This & That Café
Kate FeldTaking its name from a time when patrons didn’t know what to call their orders, but pointed instead to a bit of “this” and “that”, This & That Café is still a hit amongst its most knowledgeable customers.
There’s a particularly Northern Quarter conversation you’ll have at some point, if you spend any time in this city, about eternally popular curry canteen This & That. If I’ve heard one hipster moan that This & That is overrated and the lesser-known Kabana or Al Faisal is better, I’ve heard a dozen. I just smile and say nothing. Maybe those places are better. I honestly don’t know or care, because I’ve never tried them. For ten years, I’ve been regularly hot-footing it at lunchtime down Soap Street, the shiftiest looking alley in the Northern Quarter. This & That’s star may have risen over the years, but the quality and generous portions haven’t changed, and the interior has remained reassuringly basic. Inside, Hi-vis-vested builders, besuited civil servants and shaggy faced scenesters shovel it in, shoulder to shoulder at red and yellow plastic tables that were possibly boosted from a McDonalds in 1984.
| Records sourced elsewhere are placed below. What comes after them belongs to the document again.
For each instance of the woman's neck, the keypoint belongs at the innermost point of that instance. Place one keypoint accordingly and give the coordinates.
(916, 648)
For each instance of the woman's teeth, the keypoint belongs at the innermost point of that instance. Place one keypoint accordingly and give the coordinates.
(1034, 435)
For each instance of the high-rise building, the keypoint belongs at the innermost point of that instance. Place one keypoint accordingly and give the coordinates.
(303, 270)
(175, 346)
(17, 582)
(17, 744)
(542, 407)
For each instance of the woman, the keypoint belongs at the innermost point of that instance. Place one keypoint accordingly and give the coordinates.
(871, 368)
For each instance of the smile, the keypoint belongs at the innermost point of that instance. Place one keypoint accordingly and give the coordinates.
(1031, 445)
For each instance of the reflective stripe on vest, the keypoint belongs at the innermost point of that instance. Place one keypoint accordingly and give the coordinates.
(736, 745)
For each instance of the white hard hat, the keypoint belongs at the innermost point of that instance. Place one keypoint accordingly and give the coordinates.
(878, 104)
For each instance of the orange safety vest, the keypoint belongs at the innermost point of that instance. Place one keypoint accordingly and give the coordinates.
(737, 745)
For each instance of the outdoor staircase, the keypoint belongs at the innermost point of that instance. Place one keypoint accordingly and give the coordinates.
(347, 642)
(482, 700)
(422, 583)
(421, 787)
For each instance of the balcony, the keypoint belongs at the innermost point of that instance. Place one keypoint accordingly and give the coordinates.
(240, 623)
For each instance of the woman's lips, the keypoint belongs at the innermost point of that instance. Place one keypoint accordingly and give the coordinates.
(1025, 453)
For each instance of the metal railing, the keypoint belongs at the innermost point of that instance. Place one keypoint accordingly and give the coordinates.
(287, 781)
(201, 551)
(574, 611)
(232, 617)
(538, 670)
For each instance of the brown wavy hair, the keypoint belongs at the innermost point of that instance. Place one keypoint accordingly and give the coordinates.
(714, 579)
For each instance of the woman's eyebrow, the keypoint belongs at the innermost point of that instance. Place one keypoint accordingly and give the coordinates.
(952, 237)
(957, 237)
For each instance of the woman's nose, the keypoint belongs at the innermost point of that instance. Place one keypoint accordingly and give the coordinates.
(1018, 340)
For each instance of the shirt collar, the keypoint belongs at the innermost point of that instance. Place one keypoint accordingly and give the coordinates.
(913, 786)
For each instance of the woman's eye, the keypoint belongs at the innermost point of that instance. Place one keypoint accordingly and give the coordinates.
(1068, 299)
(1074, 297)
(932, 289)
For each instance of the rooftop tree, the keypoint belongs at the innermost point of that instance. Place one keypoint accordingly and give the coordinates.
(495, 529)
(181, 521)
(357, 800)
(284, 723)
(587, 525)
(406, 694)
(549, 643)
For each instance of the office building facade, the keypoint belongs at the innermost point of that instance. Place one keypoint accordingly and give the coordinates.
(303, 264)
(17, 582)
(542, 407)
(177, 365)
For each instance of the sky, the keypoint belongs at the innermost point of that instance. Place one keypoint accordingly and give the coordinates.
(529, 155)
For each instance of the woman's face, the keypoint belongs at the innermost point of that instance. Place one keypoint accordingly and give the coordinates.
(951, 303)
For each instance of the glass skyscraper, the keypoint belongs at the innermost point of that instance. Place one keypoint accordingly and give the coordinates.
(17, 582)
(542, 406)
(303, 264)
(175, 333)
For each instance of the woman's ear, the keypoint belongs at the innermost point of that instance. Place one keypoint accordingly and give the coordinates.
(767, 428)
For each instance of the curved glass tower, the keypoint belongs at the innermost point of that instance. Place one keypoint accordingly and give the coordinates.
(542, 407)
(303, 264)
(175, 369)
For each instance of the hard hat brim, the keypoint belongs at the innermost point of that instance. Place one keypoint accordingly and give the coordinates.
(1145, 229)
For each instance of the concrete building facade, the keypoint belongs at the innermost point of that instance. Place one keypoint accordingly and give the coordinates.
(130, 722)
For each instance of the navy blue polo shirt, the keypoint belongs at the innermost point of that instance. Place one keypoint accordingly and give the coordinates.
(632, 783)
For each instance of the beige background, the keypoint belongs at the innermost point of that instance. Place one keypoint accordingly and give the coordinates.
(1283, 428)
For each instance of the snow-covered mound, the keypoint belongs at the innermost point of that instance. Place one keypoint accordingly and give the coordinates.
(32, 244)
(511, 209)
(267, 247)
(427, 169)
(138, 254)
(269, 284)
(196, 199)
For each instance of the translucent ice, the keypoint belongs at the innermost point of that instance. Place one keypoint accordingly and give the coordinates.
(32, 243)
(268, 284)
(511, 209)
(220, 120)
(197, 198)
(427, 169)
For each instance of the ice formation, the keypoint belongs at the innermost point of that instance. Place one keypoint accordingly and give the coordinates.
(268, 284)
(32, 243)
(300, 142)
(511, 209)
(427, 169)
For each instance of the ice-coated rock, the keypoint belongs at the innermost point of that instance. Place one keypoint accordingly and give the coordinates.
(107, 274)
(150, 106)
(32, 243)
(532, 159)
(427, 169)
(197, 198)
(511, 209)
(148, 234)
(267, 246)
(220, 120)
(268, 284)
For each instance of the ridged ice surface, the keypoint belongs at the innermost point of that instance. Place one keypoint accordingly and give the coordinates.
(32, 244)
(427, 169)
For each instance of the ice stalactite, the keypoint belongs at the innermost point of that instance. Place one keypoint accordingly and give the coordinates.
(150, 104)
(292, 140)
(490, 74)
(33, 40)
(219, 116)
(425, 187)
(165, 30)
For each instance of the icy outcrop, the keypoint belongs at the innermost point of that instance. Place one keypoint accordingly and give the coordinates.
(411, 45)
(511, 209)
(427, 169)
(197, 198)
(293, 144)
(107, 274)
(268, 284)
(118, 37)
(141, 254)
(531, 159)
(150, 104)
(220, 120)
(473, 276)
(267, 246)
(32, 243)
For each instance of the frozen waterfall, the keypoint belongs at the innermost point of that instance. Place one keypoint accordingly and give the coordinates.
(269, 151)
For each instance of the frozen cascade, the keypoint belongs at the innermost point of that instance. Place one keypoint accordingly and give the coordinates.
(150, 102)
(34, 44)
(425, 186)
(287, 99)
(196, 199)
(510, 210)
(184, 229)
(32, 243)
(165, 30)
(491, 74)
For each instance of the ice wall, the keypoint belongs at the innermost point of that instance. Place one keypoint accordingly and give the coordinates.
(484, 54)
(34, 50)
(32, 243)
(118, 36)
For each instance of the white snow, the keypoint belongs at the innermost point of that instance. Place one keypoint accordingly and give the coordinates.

Hardcore fans know to go on particular days for their favourite curries
Join the queue. The friendly, endlessly patient owners pile a plate high with rice and slap on big ladlefuls of your choice of curries – then you top it with raw onion, coriander and green chillies and help yourself to a jug of tap water or a can of coke. You can get (often microwaved) bhajis, samosas, chapatis and naan, or a mango lassi from one of those burbling fountain things, but for me it’s all about the curries: lamb cooked to melting tenderness and paired with pumpkin or turnip, a robustly spiced chicken tikka, even humble dishes like cabbage or chana dhal are always solidly good eating. There’s a different menu for every day of the week, and hardcore fans know to go on particular days for their favourites. And, crucially, you will struggle to pay much more than a fiver.
The rice n’ three caffs are a holdover from the days when the Northern Quarter was populated by South Asian immigrants working in the textile trade, who needed to eat cheaply and quickly. At getting on for 30 years old, This & That is a dinosaur in catering terms but one that has thrived while the neighbourhood has changed around it. There will always be a market for good food at reasonable prices. If the “NQ” is Manchester’s creative factory, this food is the fuel that keeps us all churning out those ideas. Long may it reign.